By Deb Patterson
SYRACUSE — Kimberly Cates, who lost her county council at-large seat in the 2020 election, is returning to the Kosciusko County Council. This time serving as the District 1 County Councilwoman.
Cates was elected by 12 of the 13 District 1 Republican Precinct Committeemen Monday evening, June 7, to fill the vacancy left by the resignation of Doug Heinisch on May 18. Cates was immediately sworn in after the meeting and will be meeting with Michelle Puckett, county auditor, Tuesday morning in preparation for Thursday’s council meeting.
“Thank you very much I will continue to fight for the county, District 1. I’m blessed to be active on the council,” stated Cates.
“I don’t think Kosciusko County will lose,” said County Republican Chairman Mike Ragan. “The county is going to be served well regardless who is selected.”
Cates was one of four people seeking the nomination to fill the vacancy. Her opponents included Bill Dixon, Frank Rhoades and Don McCune.
Each candidate was allowed to have a person introduce him or her. Cates chose Randy Girod. Rhoades chose Dave Wolkins and McCune chose Joy Goshert. Dixon opted not to have someone introduce him.
The candidates were introduced in the order that they had filed.
Girod spoke of Cate’s extensive business experience of over 30 years and her Republican party volunteerism. “What I think distinguishes Kimberly the most is her enthusiasm for government and the fact she is the only candidate who has the background in budget making … Kimberly has the passion, background, experience, time and energy to serve as an effective councilwoman.”

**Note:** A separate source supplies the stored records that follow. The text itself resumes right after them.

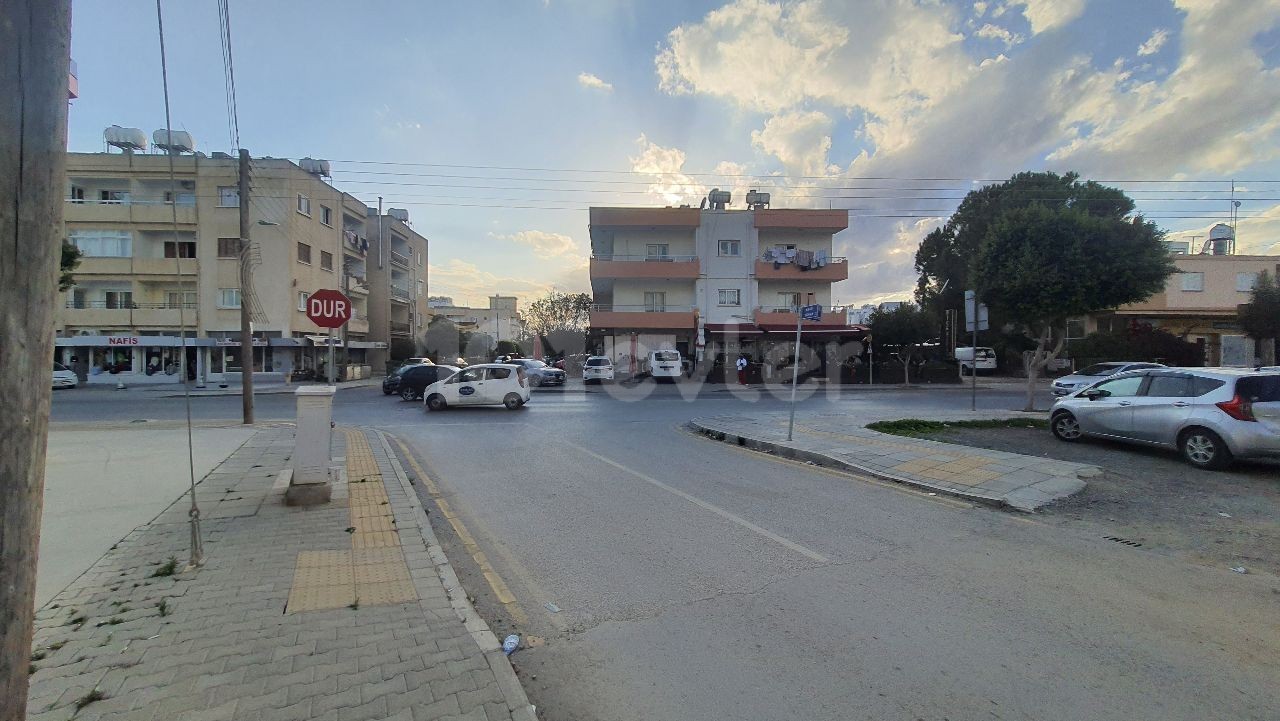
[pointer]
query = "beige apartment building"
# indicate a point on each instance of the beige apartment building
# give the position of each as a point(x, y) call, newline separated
point(1200, 304)
point(142, 286)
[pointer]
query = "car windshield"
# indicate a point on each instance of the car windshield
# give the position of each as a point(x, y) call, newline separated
point(1101, 369)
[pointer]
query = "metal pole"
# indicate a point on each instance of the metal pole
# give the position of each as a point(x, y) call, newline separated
point(795, 375)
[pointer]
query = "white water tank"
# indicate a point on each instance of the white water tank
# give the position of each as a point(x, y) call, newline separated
point(126, 138)
point(178, 141)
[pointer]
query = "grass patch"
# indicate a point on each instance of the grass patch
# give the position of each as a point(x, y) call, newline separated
point(918, 428)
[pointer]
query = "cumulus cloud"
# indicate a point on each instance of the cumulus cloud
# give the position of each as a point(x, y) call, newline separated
point(593, 82)
point(1155, 42)
point(544, 245)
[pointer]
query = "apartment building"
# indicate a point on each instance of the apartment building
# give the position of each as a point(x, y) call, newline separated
point(713, 282)
point(397, 272)
point(142, 286)
point(1200, 304)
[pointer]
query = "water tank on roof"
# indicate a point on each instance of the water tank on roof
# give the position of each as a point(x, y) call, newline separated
point(126, 138)
point(177, 141)
point(315, 167)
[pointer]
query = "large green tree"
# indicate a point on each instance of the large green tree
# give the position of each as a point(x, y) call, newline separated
point(904, 328)
point(1260, 318)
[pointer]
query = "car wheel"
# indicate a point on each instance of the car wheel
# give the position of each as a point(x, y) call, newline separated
point(1065, 428)
point(1203, 450)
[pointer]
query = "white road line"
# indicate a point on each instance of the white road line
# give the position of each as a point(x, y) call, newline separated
point(717, 510)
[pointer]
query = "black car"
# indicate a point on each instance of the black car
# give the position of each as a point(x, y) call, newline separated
point(412, 379)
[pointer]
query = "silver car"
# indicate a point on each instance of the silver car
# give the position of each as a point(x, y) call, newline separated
point(1089, 375)
point(1211, 415)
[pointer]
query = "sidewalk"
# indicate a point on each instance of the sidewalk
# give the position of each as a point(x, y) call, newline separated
point(842, 441)
point(344, 611)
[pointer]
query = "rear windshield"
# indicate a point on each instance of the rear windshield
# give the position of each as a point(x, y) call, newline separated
point(1258, 388)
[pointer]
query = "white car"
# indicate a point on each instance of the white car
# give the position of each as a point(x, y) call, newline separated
point(483, 384)
point(598, 369)
point(64, 377)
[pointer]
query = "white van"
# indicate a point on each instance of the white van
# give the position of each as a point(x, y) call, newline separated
point(663, 364)
point(965, 357)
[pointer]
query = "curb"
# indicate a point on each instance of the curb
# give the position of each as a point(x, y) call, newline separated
point(512, 692)
point(831, 462)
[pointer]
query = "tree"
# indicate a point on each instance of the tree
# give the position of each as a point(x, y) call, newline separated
point(1260, 318)
point(1040, 263)
point(906, 327)
point(69, 263)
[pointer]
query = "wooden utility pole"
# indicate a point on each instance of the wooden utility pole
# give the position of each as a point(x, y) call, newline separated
point(35, 60)
point(246, 328)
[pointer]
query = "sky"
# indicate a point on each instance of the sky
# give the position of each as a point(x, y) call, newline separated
point(498, 123)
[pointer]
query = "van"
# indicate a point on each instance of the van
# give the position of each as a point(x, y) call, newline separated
point(965, 357)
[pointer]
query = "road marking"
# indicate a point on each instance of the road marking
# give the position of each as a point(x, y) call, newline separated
point(717, 510)
point(499, 587)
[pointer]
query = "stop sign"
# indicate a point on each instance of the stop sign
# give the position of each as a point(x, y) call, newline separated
point(329, 309)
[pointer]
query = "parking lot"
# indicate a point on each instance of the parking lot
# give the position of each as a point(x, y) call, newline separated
point(1224, 519)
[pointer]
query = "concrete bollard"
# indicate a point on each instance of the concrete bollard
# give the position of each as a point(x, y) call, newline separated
point(310, 484)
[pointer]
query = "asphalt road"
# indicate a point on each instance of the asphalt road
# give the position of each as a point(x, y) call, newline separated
point(698, 580)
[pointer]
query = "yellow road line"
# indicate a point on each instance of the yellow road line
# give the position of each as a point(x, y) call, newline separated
point(499, 587)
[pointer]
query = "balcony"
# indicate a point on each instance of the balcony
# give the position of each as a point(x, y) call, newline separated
point(835, 270)
point(639, 316)
point(154, 211)
point(673, 267)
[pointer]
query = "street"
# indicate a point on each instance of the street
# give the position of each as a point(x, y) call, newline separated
point(661, 575)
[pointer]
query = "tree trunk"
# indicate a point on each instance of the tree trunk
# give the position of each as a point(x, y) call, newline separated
point(35, 55)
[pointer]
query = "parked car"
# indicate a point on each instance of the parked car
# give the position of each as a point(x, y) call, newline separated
point(64, 377)
point(597, 369)
point(488, 383)
point(415, 379)
point(1097, 372)
point(539, 373)
point(1211, 415)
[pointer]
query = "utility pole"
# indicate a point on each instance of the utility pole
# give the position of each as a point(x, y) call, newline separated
point(35, 60)
point(246, 322)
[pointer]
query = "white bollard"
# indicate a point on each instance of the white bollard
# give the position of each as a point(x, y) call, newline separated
point(311, 443)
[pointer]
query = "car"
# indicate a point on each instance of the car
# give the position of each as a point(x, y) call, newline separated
point(539, 373)
point(64, 377)
point(1211, 415)
point(490, 383)
point(1092, 374)
point(598, 369)
point(415, 379)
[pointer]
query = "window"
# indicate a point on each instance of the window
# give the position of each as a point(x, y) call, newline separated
point(657, 251)
point(103, 243)
point(228, 247)
point(179, 249)
point(1121, 387)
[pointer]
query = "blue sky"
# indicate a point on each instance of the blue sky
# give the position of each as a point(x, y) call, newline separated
point(673, 97)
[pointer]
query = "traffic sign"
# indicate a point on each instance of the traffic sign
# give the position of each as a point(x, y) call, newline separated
point(329, 309)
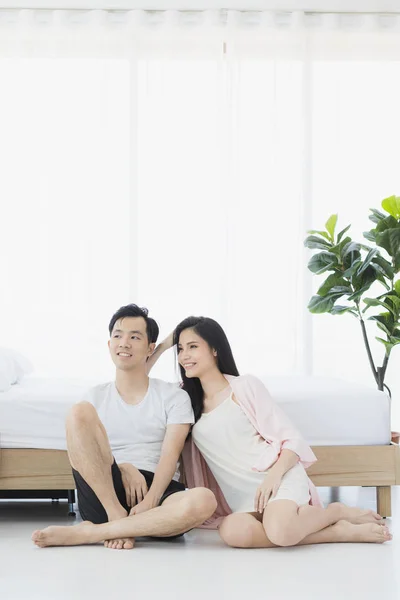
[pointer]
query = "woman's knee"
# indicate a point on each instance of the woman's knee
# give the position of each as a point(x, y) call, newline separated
point(200, 503)
point(280, 533)
point(238, 530)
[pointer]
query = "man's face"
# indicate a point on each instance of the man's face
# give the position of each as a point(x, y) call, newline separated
point(129, 345)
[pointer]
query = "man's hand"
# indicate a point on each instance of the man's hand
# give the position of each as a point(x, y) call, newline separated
point(267, 490)
point(134, 483)
point(147, 504)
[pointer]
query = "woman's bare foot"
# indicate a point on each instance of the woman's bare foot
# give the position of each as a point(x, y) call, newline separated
point(367, 532)
point(74, 535)
point(122, 544)
point(357, 516)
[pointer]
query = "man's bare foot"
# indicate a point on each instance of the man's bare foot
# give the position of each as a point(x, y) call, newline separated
point(357, 516)
point(117, 514)
point(367, 532)
point(74, 535)
point(122, 544)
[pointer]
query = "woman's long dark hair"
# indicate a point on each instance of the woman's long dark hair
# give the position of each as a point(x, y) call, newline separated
point(215, 336)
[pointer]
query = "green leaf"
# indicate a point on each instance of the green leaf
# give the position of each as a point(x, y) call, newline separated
point(357, 294)
point(350, 247)
point(373, 252)
point(323, 261)
point(338, 249)
point(352, 269)
point(384, 265)
point(390, 240)
point(376, 215)
point(340, 310)
point(341, 234)
point(395, 301)
point(312, 241)
point(323, 233)
point(375, 302)
point(392, 206)
point(385, 322)
point(365, 280)
point(331, 281)
point(380, 276)
point(387, 345)
point(386, 223)
point(330, 226)
point(370, 235)
point(322, 304)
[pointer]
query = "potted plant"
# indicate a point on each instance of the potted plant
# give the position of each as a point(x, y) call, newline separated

Cates noted her familiarity with the county’s budget and “I believe small government with local control is the best way.” She noted her experience in local government was vast and differed from the private sector. Having served on the Turkey Creek Township Advisory Board and president of the Fire Territory Board, Cates noted her attendance at all state budget meetings to learn from the state board of accounts.
Following her appointment to the council to fill the vacancy left by the death of Bob Sanders, she wanted to learn the role. “I immediately started meeting with our auditor, along with SueAnn (Mitchell) and Joni (Truex) before each monthly meeting to review the agendas, ask questions and understand the internal accounting process and how they work together.”
“I will be there, I will be involved and ask questions. I will be a team player,” she concluded.
Wolkins, who has known Rhoades for 43 years, described him as a hard working farmer and businessman, who never missed making a payroll. He spoke of Rhoades trips to Indianapolis to talk with Wolkins and provided input. “He has the right attitude and conservative.”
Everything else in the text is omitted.